The World according to DocBrain

Thursday, May 07, 2009

Is there a doctor in the house?

http://www.slate.com/id/2217146/?Gt1=38001

This article attributes the lack of enough physicians to economic factors, and the supply of physicians to government intervention. I always wonder why those who write articles about health care seem to never ask practicing physicians.
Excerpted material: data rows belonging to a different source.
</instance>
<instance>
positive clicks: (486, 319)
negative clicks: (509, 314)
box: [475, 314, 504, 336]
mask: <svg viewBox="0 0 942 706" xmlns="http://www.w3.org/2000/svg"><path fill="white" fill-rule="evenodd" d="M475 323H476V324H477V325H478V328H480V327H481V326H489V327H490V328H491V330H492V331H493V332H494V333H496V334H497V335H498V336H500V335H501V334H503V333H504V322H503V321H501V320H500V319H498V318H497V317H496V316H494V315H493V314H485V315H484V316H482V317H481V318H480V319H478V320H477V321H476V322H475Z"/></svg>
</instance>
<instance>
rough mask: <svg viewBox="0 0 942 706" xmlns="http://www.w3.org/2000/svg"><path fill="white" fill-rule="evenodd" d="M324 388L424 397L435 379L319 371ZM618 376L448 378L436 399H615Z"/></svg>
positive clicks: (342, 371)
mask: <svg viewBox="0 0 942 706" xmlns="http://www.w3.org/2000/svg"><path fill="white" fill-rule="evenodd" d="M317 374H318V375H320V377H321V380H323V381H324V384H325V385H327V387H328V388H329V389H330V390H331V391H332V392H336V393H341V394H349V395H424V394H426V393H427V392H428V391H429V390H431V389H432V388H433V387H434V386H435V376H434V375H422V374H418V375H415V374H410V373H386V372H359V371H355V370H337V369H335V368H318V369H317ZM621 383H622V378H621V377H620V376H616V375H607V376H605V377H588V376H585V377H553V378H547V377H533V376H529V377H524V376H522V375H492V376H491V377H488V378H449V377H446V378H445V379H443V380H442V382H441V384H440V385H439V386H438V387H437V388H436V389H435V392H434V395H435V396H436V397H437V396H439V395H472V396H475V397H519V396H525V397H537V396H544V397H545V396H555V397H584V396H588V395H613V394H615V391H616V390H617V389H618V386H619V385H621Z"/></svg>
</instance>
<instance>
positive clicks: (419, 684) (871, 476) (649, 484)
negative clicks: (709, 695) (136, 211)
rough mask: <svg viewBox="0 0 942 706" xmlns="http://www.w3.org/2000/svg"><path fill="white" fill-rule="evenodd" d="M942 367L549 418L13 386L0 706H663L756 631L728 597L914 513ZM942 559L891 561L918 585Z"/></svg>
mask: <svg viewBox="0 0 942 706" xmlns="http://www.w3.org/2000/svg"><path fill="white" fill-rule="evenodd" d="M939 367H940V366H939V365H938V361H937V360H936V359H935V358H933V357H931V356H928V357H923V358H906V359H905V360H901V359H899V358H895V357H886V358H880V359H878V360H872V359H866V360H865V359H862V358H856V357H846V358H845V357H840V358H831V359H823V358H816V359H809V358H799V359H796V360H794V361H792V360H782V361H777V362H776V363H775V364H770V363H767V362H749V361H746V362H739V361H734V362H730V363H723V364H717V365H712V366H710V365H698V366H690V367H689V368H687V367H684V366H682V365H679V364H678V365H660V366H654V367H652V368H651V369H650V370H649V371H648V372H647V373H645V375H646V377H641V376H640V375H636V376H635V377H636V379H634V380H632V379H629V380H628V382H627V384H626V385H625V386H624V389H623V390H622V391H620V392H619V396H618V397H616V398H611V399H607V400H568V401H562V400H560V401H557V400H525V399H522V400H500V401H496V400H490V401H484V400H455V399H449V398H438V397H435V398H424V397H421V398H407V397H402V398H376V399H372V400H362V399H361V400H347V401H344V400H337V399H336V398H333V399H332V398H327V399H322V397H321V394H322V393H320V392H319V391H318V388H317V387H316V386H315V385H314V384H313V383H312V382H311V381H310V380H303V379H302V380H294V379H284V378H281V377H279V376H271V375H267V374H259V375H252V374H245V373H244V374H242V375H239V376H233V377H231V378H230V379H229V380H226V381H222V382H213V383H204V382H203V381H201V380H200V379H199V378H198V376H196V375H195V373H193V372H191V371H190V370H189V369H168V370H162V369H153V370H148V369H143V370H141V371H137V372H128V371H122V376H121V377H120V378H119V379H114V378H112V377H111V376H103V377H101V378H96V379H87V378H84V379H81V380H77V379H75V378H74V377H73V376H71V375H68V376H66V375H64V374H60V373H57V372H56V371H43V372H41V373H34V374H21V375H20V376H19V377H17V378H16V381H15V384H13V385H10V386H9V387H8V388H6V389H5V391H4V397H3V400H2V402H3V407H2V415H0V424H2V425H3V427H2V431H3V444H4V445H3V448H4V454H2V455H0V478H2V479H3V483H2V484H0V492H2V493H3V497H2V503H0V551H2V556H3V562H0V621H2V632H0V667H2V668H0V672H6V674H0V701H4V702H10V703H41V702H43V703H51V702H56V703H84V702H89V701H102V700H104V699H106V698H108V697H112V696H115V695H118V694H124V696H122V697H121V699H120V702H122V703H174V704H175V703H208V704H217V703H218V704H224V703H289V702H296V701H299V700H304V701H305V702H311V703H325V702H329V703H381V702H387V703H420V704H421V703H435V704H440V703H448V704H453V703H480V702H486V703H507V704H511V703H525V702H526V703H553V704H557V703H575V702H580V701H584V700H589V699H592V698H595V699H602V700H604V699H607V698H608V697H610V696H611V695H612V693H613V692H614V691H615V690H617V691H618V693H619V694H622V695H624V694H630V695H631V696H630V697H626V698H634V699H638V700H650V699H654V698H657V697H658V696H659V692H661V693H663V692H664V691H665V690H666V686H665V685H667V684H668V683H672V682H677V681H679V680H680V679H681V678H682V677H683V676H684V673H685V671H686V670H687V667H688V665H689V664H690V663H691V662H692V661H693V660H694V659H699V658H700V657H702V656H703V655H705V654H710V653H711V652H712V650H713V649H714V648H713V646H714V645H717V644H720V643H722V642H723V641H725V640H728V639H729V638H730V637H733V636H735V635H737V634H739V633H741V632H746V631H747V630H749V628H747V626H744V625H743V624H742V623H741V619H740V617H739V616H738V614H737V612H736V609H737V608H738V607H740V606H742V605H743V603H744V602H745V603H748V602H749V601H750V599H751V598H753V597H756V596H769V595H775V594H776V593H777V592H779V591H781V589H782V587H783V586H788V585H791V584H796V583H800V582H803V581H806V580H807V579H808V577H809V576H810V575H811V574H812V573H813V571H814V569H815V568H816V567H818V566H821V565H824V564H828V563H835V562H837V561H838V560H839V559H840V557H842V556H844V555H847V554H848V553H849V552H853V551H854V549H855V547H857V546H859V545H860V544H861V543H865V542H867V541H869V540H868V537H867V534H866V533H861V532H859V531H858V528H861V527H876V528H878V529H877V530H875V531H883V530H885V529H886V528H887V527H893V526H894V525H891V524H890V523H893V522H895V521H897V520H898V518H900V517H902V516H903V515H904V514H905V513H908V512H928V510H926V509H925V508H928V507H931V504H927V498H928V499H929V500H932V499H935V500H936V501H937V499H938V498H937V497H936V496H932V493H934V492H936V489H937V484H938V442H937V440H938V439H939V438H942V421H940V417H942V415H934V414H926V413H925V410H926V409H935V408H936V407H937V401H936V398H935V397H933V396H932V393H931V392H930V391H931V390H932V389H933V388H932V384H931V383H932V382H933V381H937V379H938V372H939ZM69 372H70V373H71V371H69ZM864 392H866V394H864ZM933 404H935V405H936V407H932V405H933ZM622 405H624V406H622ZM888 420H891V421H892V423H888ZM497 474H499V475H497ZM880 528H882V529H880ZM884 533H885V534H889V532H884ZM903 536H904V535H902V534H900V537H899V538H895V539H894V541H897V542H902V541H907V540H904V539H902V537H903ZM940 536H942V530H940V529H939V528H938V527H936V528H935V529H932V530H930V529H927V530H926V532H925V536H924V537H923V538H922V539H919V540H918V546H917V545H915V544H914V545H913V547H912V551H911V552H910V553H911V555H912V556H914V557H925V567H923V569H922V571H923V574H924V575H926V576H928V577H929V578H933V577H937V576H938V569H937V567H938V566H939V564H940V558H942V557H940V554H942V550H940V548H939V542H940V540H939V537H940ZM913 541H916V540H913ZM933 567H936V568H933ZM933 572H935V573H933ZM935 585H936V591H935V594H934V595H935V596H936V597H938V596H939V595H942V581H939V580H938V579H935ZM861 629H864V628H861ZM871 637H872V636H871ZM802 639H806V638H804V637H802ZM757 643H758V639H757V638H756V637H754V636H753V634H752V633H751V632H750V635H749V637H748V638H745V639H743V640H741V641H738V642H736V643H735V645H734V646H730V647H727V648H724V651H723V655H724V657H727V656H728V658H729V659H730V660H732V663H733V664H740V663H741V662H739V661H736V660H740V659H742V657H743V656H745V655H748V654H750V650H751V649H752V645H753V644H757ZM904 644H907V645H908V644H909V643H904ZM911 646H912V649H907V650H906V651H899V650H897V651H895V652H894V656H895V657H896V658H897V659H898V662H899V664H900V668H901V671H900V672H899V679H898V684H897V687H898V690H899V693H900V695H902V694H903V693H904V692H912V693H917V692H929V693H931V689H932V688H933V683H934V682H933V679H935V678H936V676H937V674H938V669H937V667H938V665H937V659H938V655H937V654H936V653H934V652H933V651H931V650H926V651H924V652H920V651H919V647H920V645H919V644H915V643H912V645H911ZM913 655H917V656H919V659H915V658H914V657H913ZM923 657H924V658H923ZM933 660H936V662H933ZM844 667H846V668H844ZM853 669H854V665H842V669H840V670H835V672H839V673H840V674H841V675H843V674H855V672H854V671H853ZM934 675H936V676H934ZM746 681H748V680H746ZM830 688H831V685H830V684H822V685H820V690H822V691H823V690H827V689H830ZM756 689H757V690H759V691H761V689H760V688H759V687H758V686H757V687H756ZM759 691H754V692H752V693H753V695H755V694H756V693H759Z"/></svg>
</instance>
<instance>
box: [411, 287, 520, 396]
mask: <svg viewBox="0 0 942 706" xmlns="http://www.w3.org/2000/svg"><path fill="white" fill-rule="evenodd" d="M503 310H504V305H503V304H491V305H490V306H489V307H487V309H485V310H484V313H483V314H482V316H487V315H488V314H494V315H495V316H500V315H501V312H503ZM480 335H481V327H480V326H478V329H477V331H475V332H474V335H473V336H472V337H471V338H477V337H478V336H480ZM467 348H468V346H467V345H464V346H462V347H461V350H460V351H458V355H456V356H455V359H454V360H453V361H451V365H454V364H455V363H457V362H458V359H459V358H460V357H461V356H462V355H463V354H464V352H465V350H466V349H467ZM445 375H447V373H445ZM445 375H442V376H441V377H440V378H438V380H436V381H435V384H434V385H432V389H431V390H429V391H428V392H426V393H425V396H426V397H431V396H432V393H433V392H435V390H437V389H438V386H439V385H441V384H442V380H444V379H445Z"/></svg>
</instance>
Why there are not enough doctors:
  • The increased overhead associated with malpractice and paperwork make it impossible for a physician to work part-time, a situation that has been true for the past 20 years. Prior to that time it was common for aging physicians to cut back their hours.
  • Medical practice can be very stressful, leading to burnout. Dealing with regulations, fears of arbitrary and expensive audits, malpractice fears, low profit margins, and constantly having to fight with the patient's managed care provider to get the patient what is best are all wearing.
  • Working long hours used to be the badge of courage of physicians. Now, working more than 40 hours per week is looked at as leading to fatigue and error.
  • The doctor patient relationship has been eroded by managed care, leading to less personal involvement with patients and more doctor shopping.
  • Health care information grows quickly, requiring a constant commitment to keeping up to date.
  • Physicians cannot see patients as fast as before due to regulations, paperwork requirements for reimbursement, and yet physicians actually spend less quality time with patients for this very reason. The patient gets less direct physician time, the physician spends more time on each patient mainly doing paperwork, and the system is less satisfying to physician and patient alike and is more inefficient. Thank managed care and CMS for that!

As in all things, market forces will determine the supply and demand. Part of the market forces are regulations and other activities that slow up the process.